The CNNMoney.com article suggested one reason (among a few) for this:

At lower levels, a lot of the disparity between executive men and women’s paychecks can be explained by the fact that women managed smaller companies and were less likely to be CEO, chair or company president, said Kevin Murphy, a professor at USC’s Marshall School of Business citing a paper by Marianne Bertrand & Kevin Hallock.

In fact, eight out of 10 of the highest-paid executives overall are CEOs, while only five of the 10 best-compensated women are chief executives.


It doesn’t sound like a very convincing premise to me, but there you have it. Whether you agree with it or not, reading the CNNMoney.com article might give you a better understanding – at least, an US perspective – of the differences in compensations between the two genders.

You can find the CNNMoney.com Jessica Seid article here.

10 July 2007

Balancing

Coincidentally, and somewhat in line with my previous post on the different realities men and women experienced in their careers, the Sunday Times of India, in their Times Life! supplement last Sunday, released a story on successful working women in India and their perspectives on their work lives. The story, ‘Guilt-edged lives’, showcased several successful Indian businesswomen voicing, unanimously, the fact that a career means a balance between work, family and home.

The Times Life! story, which strangely does not credit its author(s) but acknowledges the Times News Network, quotes Sulajja Firodia Motwani, MD of Kinetic Engineering: “Being a working woman is a constant struggle, especially when it comes to kids. Even if you try and balance your work with your family and kids, there’s still an emotional pull.” The story centres on the fact that these successful businesswomen experience a feeling of guilt in having to manage work and family/home simultaneously, and are bold enough to acknowledge it publicly.

However, the story does not clearly state if the feeling of guilt is directed towards their work or their family/home, or both. Meaning, if they feel guilty for not being able to devote themselves 100 percent – and do justice – either to their work or to their family/home, or both. Judging the tone of the story, I’d say the guilt is directed towards their family/home. Which could mean that (and forgive me for generalising here) the woman is less guilty about not being able to devote 100 percent to her work/career.

To be fair, the story does go on to say (and I quote here from the story):

“At times the woman is torn between her professional aspirations and her familial roles. The solution seldom lies in choosing one over the other because for a woman it is important that she achieve success on both the home and work fronts, and not one at the expense of the other. Easily said, but takes some doing.”

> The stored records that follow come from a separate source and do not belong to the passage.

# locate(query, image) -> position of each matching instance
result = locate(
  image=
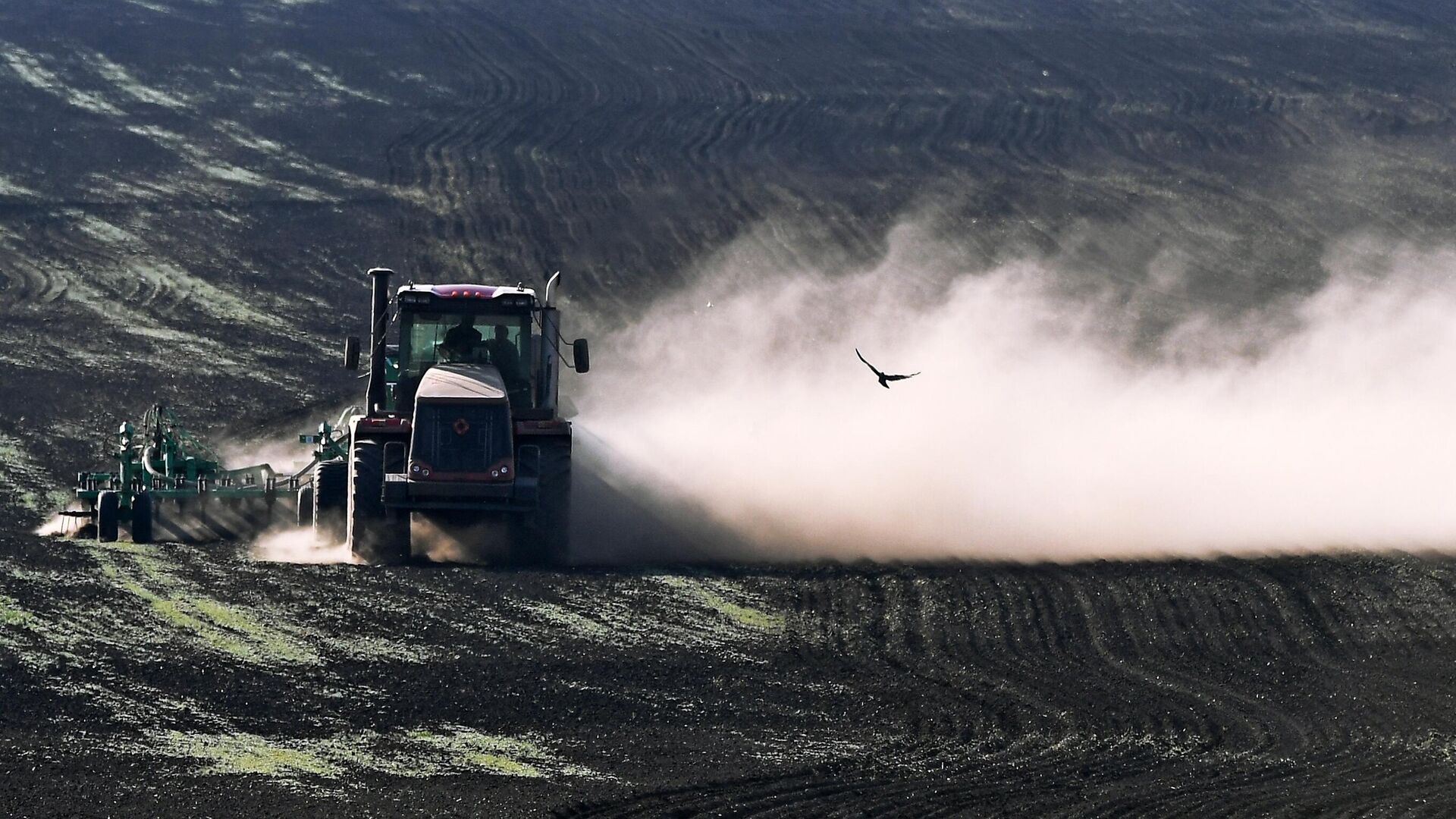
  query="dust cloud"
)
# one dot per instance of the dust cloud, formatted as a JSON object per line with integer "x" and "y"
{"x": 297, "y": 545}
{"x": 1043, "y": 426}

Although all the women interviewed in the story mentioned their guilt, concern for and devotion to their children, interestingly, not a single woman mentioned her guilt, concern for and her devotion to her husband – leave alone her parents or her parents-in-law, which is normally how an Indian family is structured. I wonder if this is what the new and emerging Indian woman is all about. Perhaps, there’s a story in this as well.

And, what about the different realities (that men and women experienced in their careers) which I had talked about in my previous post? Well, the Times Life! story does touch upon that. It concludes with a quote from television host and VJ Mini Mathur: “A man simply cannot multitask the way we women can. If he’s making a film, he is only concentrating on that task, while I am expected to juggle several roles at once, and come up ace in each.”

[Citation: ‘Guilt-edged lives’, Times Life!, Sunday Times of India, Sunday, July 8, 2007]

05 July 2007

Different realities

I often wonder if men and women experience careers in the same way. Do women executives go through the same exhilaration and/or despair as their male counterparts do? Or, do they experience and view their careers in a completely different way? To find out answers to these questions, I asked several women executive friends of mine about their work and their careers in the corporate world.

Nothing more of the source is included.